GDPR Art. 13–15, 22EU AI Act Art. 86
Risk Appetite
Compliance + audit
The level of risk an organisation is prepared to accept in pursuit of its objectives. Articulated as quantitative thresholds + qualitative statements. The AI risk-management programme treats risks within the appetite as acceptable; risks outside require treatment, transfer, or avoidance.
ISO 42001 §6.1NIST AI RMF Govern 1.3
Statement of Applicability (SoA)
Compliance + audit
ISO 42001 deliverable documenting which Annex A controls apply to the organisation's AIMS, which are excluded, and the justification for each. The SoA is a primary audit artefact and the most common source of certification non-conformities when poorly maintained.
ISO 42001 §6.1.3
Substantial Modification
Regulation + law
EU AI Act concept (Article 3(23)) defining a change to an AI system after it has been placed on the market or put into service that affects its compliance with regulation, alters its intended purpose, or affects performance in a way the provider did not foresee. Triggers re-assessment of conformity.
EU AI Act Art. 3(23)EU AI Act Art. 43(4)
Synthetic Data
Technical concept
Data generated by a model rather than collected from real-world sources. Used to augment training data when real samples are scarce, sensitive, or imbalanced. Risks include amplification of biases present in the generating model and loss of realistic edge cases that only exist in genuine data.
NIST AI 600-1
System Card
Compliance + audit
Extension of the model-card pattern to cover an entire AI system in deployment — not just the model, but the input + output handling, deployment context, user interface, and feedback loops. More appropriate than a model card for documenting systems built on multiple models or with significant post-processing.

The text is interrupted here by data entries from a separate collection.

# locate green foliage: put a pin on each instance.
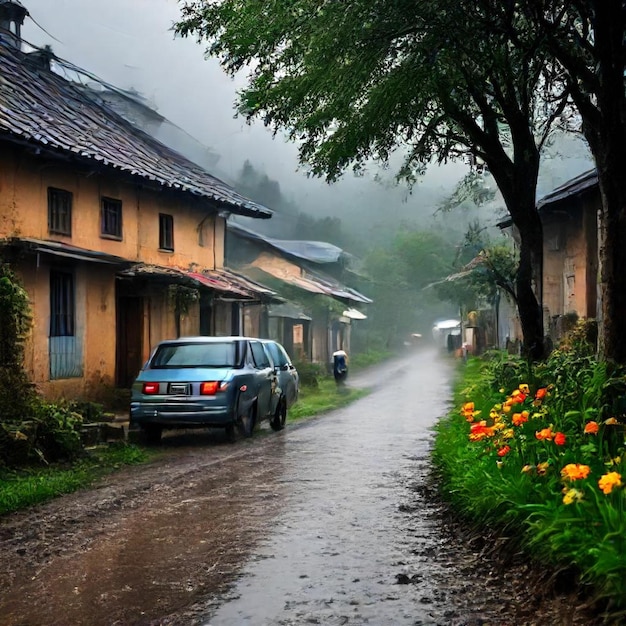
(399, 274)
(511, 459)
(310, 373)
(25, 487)
(31, 430)
(358, 81)
(324, 397)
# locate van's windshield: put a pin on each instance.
(196, 355)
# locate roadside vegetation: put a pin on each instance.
(538, 451)
(26, 486)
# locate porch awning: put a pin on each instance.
(57, 248)
(353, 314)
(289, 310)
(226, 283)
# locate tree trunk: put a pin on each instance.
(517, 182)
(529, 273)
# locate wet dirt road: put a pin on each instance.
(327, 522)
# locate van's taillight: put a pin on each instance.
(211, 388)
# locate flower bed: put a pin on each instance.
(539, 452)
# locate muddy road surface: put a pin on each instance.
(331, 521)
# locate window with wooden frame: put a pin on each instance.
(111, 218)
(166, 232)
(59, 211)
(62, 304)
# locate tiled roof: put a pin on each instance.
(223, 281)
(45, 110)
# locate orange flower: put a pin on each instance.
(609, 481)
(575, 471)
(468, 412)
(572, 495)
(519, 418)
(542, 468)
(480, 430)
(544, 434)
(517, 397)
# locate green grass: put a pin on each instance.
(513, 479)
(25, 487)
(326, 397)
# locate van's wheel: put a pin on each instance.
(279, 419)
(231, 433)
(152, 434)
(246, 422)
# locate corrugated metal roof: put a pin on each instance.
(315, 284)
(573, 187)
(225, 282)
(42, 108)
(312, 251)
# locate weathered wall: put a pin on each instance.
(198, 244)
(570, 259)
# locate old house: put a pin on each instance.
(118, 239)
(317, 317)
(569, 215)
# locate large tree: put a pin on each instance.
(431, 79)
(587, 39)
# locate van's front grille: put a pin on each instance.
(179, 389)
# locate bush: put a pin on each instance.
(540, 452)
(30, 429)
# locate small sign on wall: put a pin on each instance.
(298, 334)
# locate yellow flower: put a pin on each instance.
(542, 468)
(609, 481)
(572, 495)
(575, 471)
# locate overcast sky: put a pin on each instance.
(129, 44)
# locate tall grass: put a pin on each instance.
(324, 397)
(25, 487)
(540, 451)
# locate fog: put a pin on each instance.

System-card publications from major AI labs
Token (LLM)
Technical concept
The atomic unit an LLM operates on. Tokenisation converts text into integer ids the model can process; one token is typically ~3-4 characters of English text. Token counts drive both cost (most APIs price per token) and capability bounds (context-window limits are token-denominated).
Training Data
Technical concept
The dataset used to learn model weights. Quality, provenance, and licensing of training data drive downstream risks: copyright infringement, privacy violations, embedded bias, factual incorrectness. EU AI Act Article 10 requires high-risk system providers to maintain detailed documentation of training data characteristics.
EU AI Act Art. 10
Transformer
Technical concept
The neural-network architecture underlying most modern foundation models. Introduced by Vaswani et al. (2017). Key innovation: the attention mechanism that lets every token in a sequence interact with every other token. Transformers underpin LLMs, vision-transformer image models, and most multimodal systems.